OpenAI Goes Left, DeepSeek Goes Right

marsbitPublicado em 2026-04-24Última atualização em 2026-04-24

Resumo

On April 24, 2026, DeepSeek released V4, a Chinese large language model offering a free "million-token context window," enabling it to process vast amounts of data like entire books or years of corporate documents in one go. In contrast, OpenAI’s GPT-5.5, released around the same time, is more powerful but significantly more expensive, charging up to $180 per million output tokens. DeepSeek’s strategy represents a shift from a pure AI research firm to a heavy-infrastructure player, building data centers in Inner Mongolia’s Ulanqab to bypass U.S. chip export restrictions. This move, supported by Huawei’s Ascend chips and China’s cheap green electricity, highlights a fundamental divergence in AI development models: U.S. firms focus on high-cost, high-margin services, while Chinese players like DeepSeek prioritize accessibility and affordability. Facing intense talent poaching from tech giants, DeepSeek is seeking a $44 billion valuation funding round to retain researchers and scale infrastructure. Meanwhile, Chinese manufacturers are compressing AI models to run on smartphones, making AI accessible offline and across the Global South. Through open-source models and localized solutions, Chinese AI is empowering non-English speakers and low-income users, driving a form of "digital equality." While Silicon Valley builds walled gardens, DeepSeek and others are turning AI into a public utility—like tap water—flowing freely to those previously left behind.

On April 24, 2026, the preview version of DeepSeek V4 was officially released.

This domestic large model, featuring a Pro version with 1.6 trillion parameters and a Flash version with 284 billion parameters, has launched its core selling point into the market: a million-token context window, now a free standard across all official services. Almost simultaneously, across the ocean, OpenAI rolled out GPT-5.5, which boasts more immense computing power and richer Agent functionalities, but at a significantly higher price.
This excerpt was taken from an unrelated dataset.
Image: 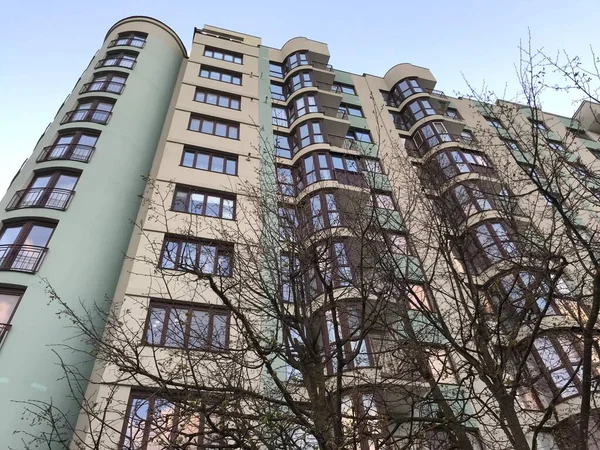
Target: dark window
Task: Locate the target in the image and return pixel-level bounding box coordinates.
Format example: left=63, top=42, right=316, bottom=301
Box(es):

Translated into plain language, "a million-token context" means that AI is no longer a "goldfish" that can only remember your last few sentences. Instead, it has become a "super brain" capable of devouring the entire "Three-Body Problem" trilogy in one go, understanding a two-hour movie in a second, and even picking out your typos along the way.

To give a direct example: you could throw all your company's contracts, emails, and financial reports from the past three years at V4 and have it find that违约 clause hidden in the 47th-page attachment for you. In the past, this required a team of lawyers; now, it's free.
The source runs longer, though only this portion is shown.